I was taught to learn to recognize my trade(s), and also to take just my transactions. Trade the formations and patterns which you can recognize and identify, I was told.

I was edued to exchange using the tips that I had been revealed and to collect and maintain a collection of high probability tricks in my bag of tools. One such instrument is the Traders Trick Entry.

How was I to do all of this? Practice, practice, PRACTICE. Practice comprehension of congestion places. Practice comprehension of high probability breakouts. Practice and more practice. Like anyone who wants to become a champion at research , total dediion, anything, practice and practice. I was to become a virtuoso in trading. I was to practice it over and overrealizing I'd never be good enough. There could be a way that I could do things better, more efficiently, and with greater speed and finesse.

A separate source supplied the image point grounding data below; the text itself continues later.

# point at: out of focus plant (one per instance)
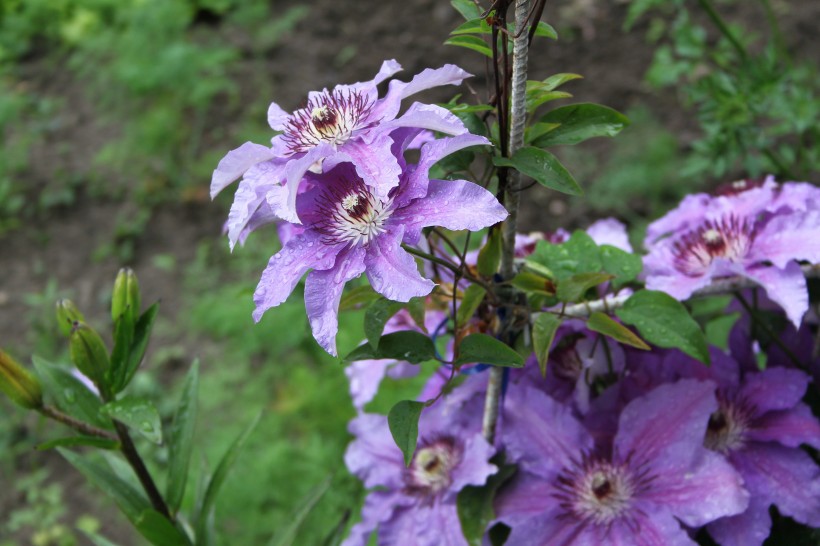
(756, 102)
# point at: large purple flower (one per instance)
(759, 426)
(639, 489)
(417, 504)
(349, 230)
(747, 242)
(349, 123)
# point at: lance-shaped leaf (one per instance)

Additionally, I had to become adept in the other aspects of management.

I was taught to write out a script of my own orders and rehearse giving them. I was edued to tape my orders and then write them down. I was edued to be firm and insistent and to develop that tone of voice once I was calling them by phone. No guy that is wonderful stuff. Polite, but firm and powerful, insistent and urgent was the means by which the orders had to be called in. This directed those to whom I had given the ability to get my orders into the trading floor.

Afterward I was edued to be extremely intimidating in getting back the results. To be callous in demanding good matches. To ask for time and earnings on anything defendant. This was controlling, exacting responsibility back for the authority.

I was taught that I owed my broker nothing. He was the servant and that I was the master. I paid him well. I was to expect the very best out of a broker. I was to be quick to drop a broker from support. After all, I was the only picking up the tab, not the broker.

Through the years, although markets have changed, nothing has changed in the way of maintaining personal discipline.

You must see the market, see every tick if you're daytrading, learn to check out what's happening.

Pick your transactions attentively. Pick just those formations that form well, ones which are clearly what you would like to view.

As you gain experience, you will learn to recognize more trading opportunities.


Joe Ross, trader, writer, trading eduor is among the very diverse traders in the business. His 48 years include position trading of futures, and stocks. He also daytrades stock indices, currencies, and FX. He deals futures spreads and options on futuresand has written books about it - 12 to be exact. Joe is the discoverer of The Law of Charts™, and is famous for the Ross hook™ along with the Traders Trick Entry™.